Another area where Canada is likely to offer assistance is electoral reform, the need for which has become even more pronounced since the March 2 General and Regional Elections. According to Chatterjee, the help is on the table waiting for Guyana to tap into.
“We have talked to President Ali, Attorney General (Anil) Nandlall and Minister of Parliamentary Affairs Gail Teixeira, saying that we’re willing to support electoral reform if that’s what they want. And they’ve indicated that they want that,” Chatterjee said.
“So, we’ve talked to them about what we can provide for support. They need to discuss it in Cabinet and come up with a decision. Once they let us know what they would like, we’d be happy to respond.”
President Ali had previously committed to establishing a Commission of Inquiry (CoI) to examine and investigate the events following the March 2, 2020 elections in Guyana, and to make recommendations where warranted.
Only recently, the United Nations Development Programme (UNDP) had informed Guyana of the extensive technical support the UNDP can offer on a myriad of various governance issues, including, but not limited to strengthening of democracy, justice reform, and electoral reform.

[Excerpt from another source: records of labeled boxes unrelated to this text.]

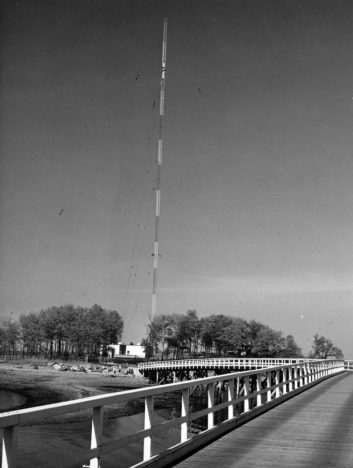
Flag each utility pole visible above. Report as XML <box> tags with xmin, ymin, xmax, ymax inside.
<box><xmin>151</xmin><ymin>18</ymin><xmax>167</xmax><ymax>320</ymax></box>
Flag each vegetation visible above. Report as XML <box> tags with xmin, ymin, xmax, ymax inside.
<box><xmin>0</xmin><ymin>305</ymin><xmax>343</xmax><ymax>360</ymax></box>
<box><xmin>310</xmin><ymin>333</ymin><xmax>343</xmax><ymax>359</ymax></box>
<box><xmin>0</xmin><ymin>304</ymin><xmax>123</xmax><ymax>359</ymax></box>
<box><xmin>145</xmin><ymin>310</ymin><xmax>302</xmax><ymax>359</ymax></box>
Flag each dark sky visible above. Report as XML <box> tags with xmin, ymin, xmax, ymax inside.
<box><xmin>0</xmin><ymin>0</ymin><xmax>353</xmax><ymax>357</ymax></box>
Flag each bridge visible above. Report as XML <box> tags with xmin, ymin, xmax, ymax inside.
<box><xmin>0</xmin><ymin>360</ymin><xmax>353</xmax><ymax>468</ymax></box>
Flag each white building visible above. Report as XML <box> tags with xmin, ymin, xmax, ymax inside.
<box><xmin>108</xmin><ymin>342</ymin><xmax>146</xmax><ymax>359</ymax></box>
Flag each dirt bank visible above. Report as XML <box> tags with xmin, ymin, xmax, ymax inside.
<box><xmin>0</xmin><ymin>363</ymin><xmax>148</xmax><ymax>421</ymax></box>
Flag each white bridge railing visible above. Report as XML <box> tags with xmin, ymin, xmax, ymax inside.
<box><xmin>138</xmin><ymin>358</ymin><xmax>315</xmax><ymax>371</ymax></box>
<box><xmin>0</xmin><ymin>360</ymin><xmax>344</xmax><ymax>468</ymax></box>
<box><xmin>344</xmin><ymin>360</ymin><xmax>353</xmax><ymax>371</ymax></box>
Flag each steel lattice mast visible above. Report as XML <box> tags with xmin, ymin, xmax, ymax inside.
<box><xmin>151</xmin><ymin>18</ymin><xmax>167</xmax><ymax>320</ymax></box>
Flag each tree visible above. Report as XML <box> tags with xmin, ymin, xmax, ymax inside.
<box><xmin>0</xmin><ymin>318</ymin><xmax>21</xmax><ymax>356</ymax></box>
<box><xmin>310</xmin><ymin>333</ymin><xmax>343</xmax><ymax>359</ymax></box>
<box><xmin>281</xmin><ymin>335</ymin><xmax>303</xmax><ymax>358</ymax></box>
<box><xmin>251</xmin><ymin>326</ymin><xmax>284</xmax><ymax>357</ymax></box>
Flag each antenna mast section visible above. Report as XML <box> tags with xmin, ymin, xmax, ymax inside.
<box><xmin>151</xmin><ymin>18</ymin><xmax>167</xmax><ymax>320</ymax></box>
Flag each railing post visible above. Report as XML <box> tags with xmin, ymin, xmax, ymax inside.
<box><xmin>244</xmin><ymin>376</ymin><xmax>250</xmax><ymax>413</ymax></box>
<box><xmin>293</xmin><ymin>365</ymin><xmax>298</xmax><ymax>390</ymax></box>
<box><xmin>180</xmin><ymin>388</ymin><xmax>189</xmax><ymax>442</ymax></box>
<box><xmin>266</xmin><ymin>371</ymin><xmax>272</xmax><ymax>401</ymax></box>
<box><xmin>288</xmin><ymin>367</ymin><xmax>293</xmax><ymax>392</ymax></box>
<box><xmin>275</xmin><ymin>369</ymin><xmax>281</xmax><ymax>398</ymax></box>
<box><xmin>1</xmin><ymin>426</ymin><xmax>18</xmax><ymax>468</ymax></box>
<box><xmin>207</xmin><ymin>382</ymin><xmax>214</xmax><ymax>429</ymax></box>
<box><xmin>143</xmin><ymin>396</ymin><xmax>153</xmax><ymax>461</ymax></box>
<box><xmin>228</xmin><ymin>379</ymin><xmax>234</xmax><ymax>419</ymax></box>
<box><xmin>282</xmin><ymin>367</ymin><xmax>287</xmax><ymax>395</ymax></box>
<box><xmin>256</xmin><ymin>374</ymin><xmax>262</xmax><ymax>406</ymax></box>
<box><xmin>89</xmin><ymin>406</ymin><xmax>104</xmax><ymax>468</ymax></box>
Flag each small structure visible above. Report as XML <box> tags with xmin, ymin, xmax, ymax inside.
<box><xmin>108</xmin><ymin>342</ymin><xmax>146</xmax><ymax>359</ymax></box>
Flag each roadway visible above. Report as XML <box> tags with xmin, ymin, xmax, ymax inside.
<box><xmin>174</xmin><ymin>372</ymin><xmax>353</xmax><ymax>468</ymax></box>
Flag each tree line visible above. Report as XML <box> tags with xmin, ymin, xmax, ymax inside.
<box><xmin>144</xmin><ymin>310</ymin><xmax>343</xmax><ymax>359</ymax></box>
<box><xmin>0</xmin><ymin>304</ymin><xmax>124</xmax><ymax>359</ymax></box>
<box><xmin>0</xmin><ymin>304</ymin><xmax>343</xmax><ymax>359</ymax></box>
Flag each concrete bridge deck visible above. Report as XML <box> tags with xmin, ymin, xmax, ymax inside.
<box><xmin>176</xmin><ymin>372</ymin><xmax>353</xmax><ymax>468</ymax></box>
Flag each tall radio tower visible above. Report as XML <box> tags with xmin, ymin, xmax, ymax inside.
<box><xmin>151</xmin><ymin>18</ymin><xmax>167</xmax><ymax>320</ymax></box>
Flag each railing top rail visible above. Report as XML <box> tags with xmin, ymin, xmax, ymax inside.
<box><xmin>138</xmin><ymin>358</ymin><xmax>320</xmax><ymax>369</ymax></box>
<box><xmin>0</xmin><ymin>360</ymin><xmax>343</xmax><ymax>427</ymax></box>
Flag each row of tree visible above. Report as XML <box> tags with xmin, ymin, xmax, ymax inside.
<box><xmin>146</xmin><ymin>310</ymin><xmax>302</xmax><ymax>359</ymax></box>
<box><xmin>0</xmin><ymin>304</ymin><xmax>123</xmax><ymax>358</ymax></box>
<box><xmin>145</xmin><ymin>310</ymin><xmax>343</xmax><ymax>359</ymax></box>
<box><xmin>0</xmin><ymin>305</ymin><xmax>343</xmax><ymax>359</ymax></box>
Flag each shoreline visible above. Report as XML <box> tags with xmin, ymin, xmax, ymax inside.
<box><xmin>0</xmin><ymin>362</ymin><xmax>149</xmax><ymax>423</ymax></box>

UNDP Resident Representative Jairo Valverde had met with AG Nandlall, following which a missive was released from the Legal Affairs Ministry informing that Valverde had offered to provide technical assistance and support to implement the recommendations for improvement and change that would be made to the electoral process after the conclusion of the CoI.
Valverde had indicated that the UNDP has in excess of 8000 technical persons deployed across the world assisting various Governments in electoral reform and other key areas that require technical support in governance. He had stated that the UNDP is, as a result, willing and capable of providing any assistance that the Government of Guyana would require upon request.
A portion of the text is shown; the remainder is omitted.